Rodell and Balash defended the deal with TransCanada negotiated by the administration on various fronts.
"TransCanada is not just a bank in this context. What it is they're bringing to the table is far more than what you can get at Wells Fargo," Balash said, adding that he thinks the arrangement is a good one for the state. He said there may be only three or four companies that could "get in the door" and compete with TransCanada if a decision were made now to seek competitive bids. There are other problems as well, he said.
"Everybody's seen TransCanada's terms," Balash said. "So how competitive is the process going to be?"
Rodell said she did not agree with Marks on state bonding capacity and whether a gas shipping commitment would be official state debt. One argument for the TransCanada arrangement is that the state could not afford to pay for its share of the pipeline and meet other public needs. Marks said the debt to pay for shipping gas would count against state debt, but Rodell said that's not the case.

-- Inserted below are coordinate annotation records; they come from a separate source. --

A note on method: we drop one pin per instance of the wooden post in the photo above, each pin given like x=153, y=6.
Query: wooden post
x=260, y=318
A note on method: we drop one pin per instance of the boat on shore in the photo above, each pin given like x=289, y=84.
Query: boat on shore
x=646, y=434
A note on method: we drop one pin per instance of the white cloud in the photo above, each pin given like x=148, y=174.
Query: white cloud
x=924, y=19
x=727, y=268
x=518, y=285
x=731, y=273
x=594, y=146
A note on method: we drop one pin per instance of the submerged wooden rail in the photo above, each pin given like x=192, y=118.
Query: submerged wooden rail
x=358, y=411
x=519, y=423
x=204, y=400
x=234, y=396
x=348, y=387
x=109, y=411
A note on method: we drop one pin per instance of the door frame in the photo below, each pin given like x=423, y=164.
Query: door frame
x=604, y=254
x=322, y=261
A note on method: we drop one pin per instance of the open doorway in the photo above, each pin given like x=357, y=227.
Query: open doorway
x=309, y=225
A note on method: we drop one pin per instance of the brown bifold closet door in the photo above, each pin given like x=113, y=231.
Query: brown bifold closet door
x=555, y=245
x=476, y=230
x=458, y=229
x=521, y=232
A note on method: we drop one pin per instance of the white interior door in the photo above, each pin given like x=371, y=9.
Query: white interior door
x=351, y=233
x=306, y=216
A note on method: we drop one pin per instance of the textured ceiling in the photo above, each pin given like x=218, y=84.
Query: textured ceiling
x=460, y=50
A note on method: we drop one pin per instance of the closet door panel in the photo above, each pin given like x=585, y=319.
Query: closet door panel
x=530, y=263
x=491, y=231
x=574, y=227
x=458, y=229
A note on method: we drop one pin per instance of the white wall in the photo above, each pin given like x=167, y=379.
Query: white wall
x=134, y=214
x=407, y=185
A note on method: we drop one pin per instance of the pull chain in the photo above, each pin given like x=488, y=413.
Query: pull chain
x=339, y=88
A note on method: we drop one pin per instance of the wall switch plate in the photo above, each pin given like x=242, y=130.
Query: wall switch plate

She compared the requirement for the state to meet the shipping contracts to its obligations for pension retirement systems. "Look at the employment contracts under PERS and TRS and the commitments we've made there. And we don't consider that to be necessarily a full-on liability of the state," she said.
She also said that tax-exempt bonding through the Alaska Railroad is not likely to be feasible, an approach suggested by Marks as a way to lowering costs to consumers. She said an in-state gas line is one thing, but the IRS is unlikely to sign off on tax advantages for a project controlled by private companies that exports most of the gas.
Homer Rep. Paul Seaton asked about comment by Marks suggesting that the state should wait until a project is sanctioned before investing. Acting now would put $600 million at risk, Marks said, adding that the oil companies are better suited to take the risk.
Balash said that having a say on locations in Alaska where gas could be removed and making sure that the pipeline can be expanded are reason enough for the state acting sooner. Seaton said those appear to be nominal issues that would be addressed by the companies and he asked for a written report on the risks vs. rewards of investing now or later.
"I'm not sure if we're supposed to just trust the companies to do everything that's right and best for us or if we're supposed to be an 'owner state' and actually look out for our own interests," said Balash. "That's the angle that we're looking at this from."
He said it would be hard to put an exact dollar value on the importance of early involvement, but "we will certainly outline the benefits of participating early versus later."